The ruling Hamas group and other Palestinian militant factions including Islamic Jihad have agreed to halt rocket attacks against Israel. However, the truce, or "hudna" in Arabic, is conditional on Israel halting all military operations against the Palestinians in Gaza.
"If the Israeli is ready to stop their aggression, so at that time we can give [a] long term hudna or long-term truce, and after that let time heal," said Palestinian Foreign Minister Mahmoud al-Zahar.
Palestinian rocket attacks and the kidnapping of an Israeli soldier in June have prompted a five-month Israeli offensive in Gaza, and militants have suffered heavy casualties in almost daily raids.
Israel is not prepared to ease up. It says a ceasefire would be meaningless unless Palestinian terror groups disarm. Israeli spokeswoman Miri Eisen says the Palestinians are smuggling tons of weapons through tunnels under the Egyptian border, and a truce would enable them to rearm for the next round of conflict.
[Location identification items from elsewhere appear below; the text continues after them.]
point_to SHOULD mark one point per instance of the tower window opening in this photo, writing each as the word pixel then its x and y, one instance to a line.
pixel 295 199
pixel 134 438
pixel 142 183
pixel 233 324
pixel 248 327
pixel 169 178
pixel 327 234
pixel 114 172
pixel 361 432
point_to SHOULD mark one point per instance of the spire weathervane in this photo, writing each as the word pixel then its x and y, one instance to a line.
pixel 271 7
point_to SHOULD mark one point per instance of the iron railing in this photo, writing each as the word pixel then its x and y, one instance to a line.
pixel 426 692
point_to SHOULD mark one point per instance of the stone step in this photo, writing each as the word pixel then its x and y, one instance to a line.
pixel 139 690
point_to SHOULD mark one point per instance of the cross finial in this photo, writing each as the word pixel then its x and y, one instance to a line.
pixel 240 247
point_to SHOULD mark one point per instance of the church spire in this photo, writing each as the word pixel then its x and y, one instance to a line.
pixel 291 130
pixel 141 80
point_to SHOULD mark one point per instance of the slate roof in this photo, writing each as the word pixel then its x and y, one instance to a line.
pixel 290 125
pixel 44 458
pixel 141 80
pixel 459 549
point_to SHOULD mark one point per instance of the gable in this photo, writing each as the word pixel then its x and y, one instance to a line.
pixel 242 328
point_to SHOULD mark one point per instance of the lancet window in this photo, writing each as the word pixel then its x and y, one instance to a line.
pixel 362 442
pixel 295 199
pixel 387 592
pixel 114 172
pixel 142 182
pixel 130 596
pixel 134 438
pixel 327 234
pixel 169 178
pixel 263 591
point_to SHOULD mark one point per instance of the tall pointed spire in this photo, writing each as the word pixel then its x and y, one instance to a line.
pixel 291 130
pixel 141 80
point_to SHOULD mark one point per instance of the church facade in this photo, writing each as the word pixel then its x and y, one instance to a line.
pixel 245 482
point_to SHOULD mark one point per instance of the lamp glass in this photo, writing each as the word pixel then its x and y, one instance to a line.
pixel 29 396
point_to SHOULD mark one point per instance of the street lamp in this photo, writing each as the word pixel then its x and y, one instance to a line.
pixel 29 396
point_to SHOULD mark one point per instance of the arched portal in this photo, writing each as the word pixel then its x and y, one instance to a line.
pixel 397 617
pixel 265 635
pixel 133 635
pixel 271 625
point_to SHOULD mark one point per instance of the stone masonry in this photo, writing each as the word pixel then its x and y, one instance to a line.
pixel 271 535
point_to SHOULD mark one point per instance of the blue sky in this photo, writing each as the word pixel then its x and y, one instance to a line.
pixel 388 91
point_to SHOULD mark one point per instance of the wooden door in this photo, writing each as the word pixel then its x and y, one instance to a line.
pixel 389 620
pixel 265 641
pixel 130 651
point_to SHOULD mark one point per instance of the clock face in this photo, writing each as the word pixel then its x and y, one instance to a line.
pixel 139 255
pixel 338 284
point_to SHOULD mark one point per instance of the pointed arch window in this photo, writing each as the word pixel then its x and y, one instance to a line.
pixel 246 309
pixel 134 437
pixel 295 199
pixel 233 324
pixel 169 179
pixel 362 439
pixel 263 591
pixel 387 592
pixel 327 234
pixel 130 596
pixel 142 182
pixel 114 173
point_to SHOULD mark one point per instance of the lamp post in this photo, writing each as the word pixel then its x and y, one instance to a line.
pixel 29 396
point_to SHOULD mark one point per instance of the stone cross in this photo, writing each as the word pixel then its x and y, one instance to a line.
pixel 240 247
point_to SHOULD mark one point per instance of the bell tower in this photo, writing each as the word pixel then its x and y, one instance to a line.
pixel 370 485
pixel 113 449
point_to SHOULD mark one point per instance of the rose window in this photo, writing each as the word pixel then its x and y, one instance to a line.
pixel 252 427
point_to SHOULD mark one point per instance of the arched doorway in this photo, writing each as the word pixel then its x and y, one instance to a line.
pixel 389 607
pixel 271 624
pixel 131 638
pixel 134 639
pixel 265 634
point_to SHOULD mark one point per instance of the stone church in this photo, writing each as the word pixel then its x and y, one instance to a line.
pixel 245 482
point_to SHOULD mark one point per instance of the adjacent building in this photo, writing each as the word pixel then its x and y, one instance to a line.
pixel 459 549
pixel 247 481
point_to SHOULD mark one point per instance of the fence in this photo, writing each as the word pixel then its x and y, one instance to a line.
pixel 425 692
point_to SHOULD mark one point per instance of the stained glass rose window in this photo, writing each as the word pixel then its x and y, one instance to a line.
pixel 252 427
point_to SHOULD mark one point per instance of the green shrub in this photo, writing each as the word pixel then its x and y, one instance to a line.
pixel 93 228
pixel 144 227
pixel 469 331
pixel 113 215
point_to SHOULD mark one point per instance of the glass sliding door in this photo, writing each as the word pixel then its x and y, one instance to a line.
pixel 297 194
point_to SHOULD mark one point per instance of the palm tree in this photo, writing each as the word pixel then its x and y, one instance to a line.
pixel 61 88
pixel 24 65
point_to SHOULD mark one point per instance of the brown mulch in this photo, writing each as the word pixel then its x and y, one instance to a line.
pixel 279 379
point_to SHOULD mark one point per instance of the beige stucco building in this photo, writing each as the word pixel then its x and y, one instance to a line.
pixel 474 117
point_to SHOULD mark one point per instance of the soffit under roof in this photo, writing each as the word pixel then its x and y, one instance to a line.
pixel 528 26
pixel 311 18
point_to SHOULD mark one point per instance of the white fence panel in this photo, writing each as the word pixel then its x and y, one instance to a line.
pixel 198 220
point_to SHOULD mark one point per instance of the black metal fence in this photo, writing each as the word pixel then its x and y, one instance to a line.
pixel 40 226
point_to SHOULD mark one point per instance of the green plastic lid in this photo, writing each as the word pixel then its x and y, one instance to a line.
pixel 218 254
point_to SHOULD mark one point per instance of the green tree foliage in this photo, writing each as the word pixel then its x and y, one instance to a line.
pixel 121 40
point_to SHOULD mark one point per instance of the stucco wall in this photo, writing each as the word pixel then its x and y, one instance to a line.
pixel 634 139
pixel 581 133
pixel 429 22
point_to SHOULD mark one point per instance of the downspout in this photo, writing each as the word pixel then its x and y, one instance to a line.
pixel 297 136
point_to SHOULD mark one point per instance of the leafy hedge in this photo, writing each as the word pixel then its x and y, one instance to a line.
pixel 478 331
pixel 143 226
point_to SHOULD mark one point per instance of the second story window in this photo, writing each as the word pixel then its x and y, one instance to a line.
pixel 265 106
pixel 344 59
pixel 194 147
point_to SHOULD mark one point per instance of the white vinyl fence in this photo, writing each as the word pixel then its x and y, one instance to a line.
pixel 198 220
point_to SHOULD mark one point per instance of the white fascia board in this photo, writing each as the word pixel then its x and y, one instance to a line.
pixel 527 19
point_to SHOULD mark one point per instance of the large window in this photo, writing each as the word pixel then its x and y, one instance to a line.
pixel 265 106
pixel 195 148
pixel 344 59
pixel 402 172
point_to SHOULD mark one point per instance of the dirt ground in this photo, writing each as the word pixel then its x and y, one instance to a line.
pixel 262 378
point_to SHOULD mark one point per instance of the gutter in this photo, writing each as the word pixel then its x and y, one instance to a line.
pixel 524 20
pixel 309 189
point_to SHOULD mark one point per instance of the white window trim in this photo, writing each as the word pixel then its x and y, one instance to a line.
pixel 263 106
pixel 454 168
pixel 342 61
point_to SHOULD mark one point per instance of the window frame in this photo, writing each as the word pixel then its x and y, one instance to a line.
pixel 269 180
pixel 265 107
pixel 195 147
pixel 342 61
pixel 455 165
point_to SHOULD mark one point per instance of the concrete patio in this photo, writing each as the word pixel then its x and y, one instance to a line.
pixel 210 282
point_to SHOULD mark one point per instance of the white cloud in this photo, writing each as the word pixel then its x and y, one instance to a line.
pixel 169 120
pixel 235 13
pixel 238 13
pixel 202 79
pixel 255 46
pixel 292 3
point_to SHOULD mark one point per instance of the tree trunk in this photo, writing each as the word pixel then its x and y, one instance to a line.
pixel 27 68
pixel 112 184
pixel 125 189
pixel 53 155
"The smuggling of weapons through these tunnels of terror into the Gaza Strip is a threat," said Eisen. "These are potential weapons that would be exceedingly lethal, even more than the rockets that we see nowadays."
So despite the truce offer, violence is continuing unabated. Rockets were fired at Israel, and Palestinians say a 10-year-old boy was killed in an Israeli raid.
And underscoring the angry mood in Gaza, hundreds of Palestinians buried a 64-year-old grandmother who blew herself up in a failed attack against Israeli troops. She was by far the oldest of more than a hundred suicide bombers who have attacked Israelis since the Palestinian uprising began six years ago.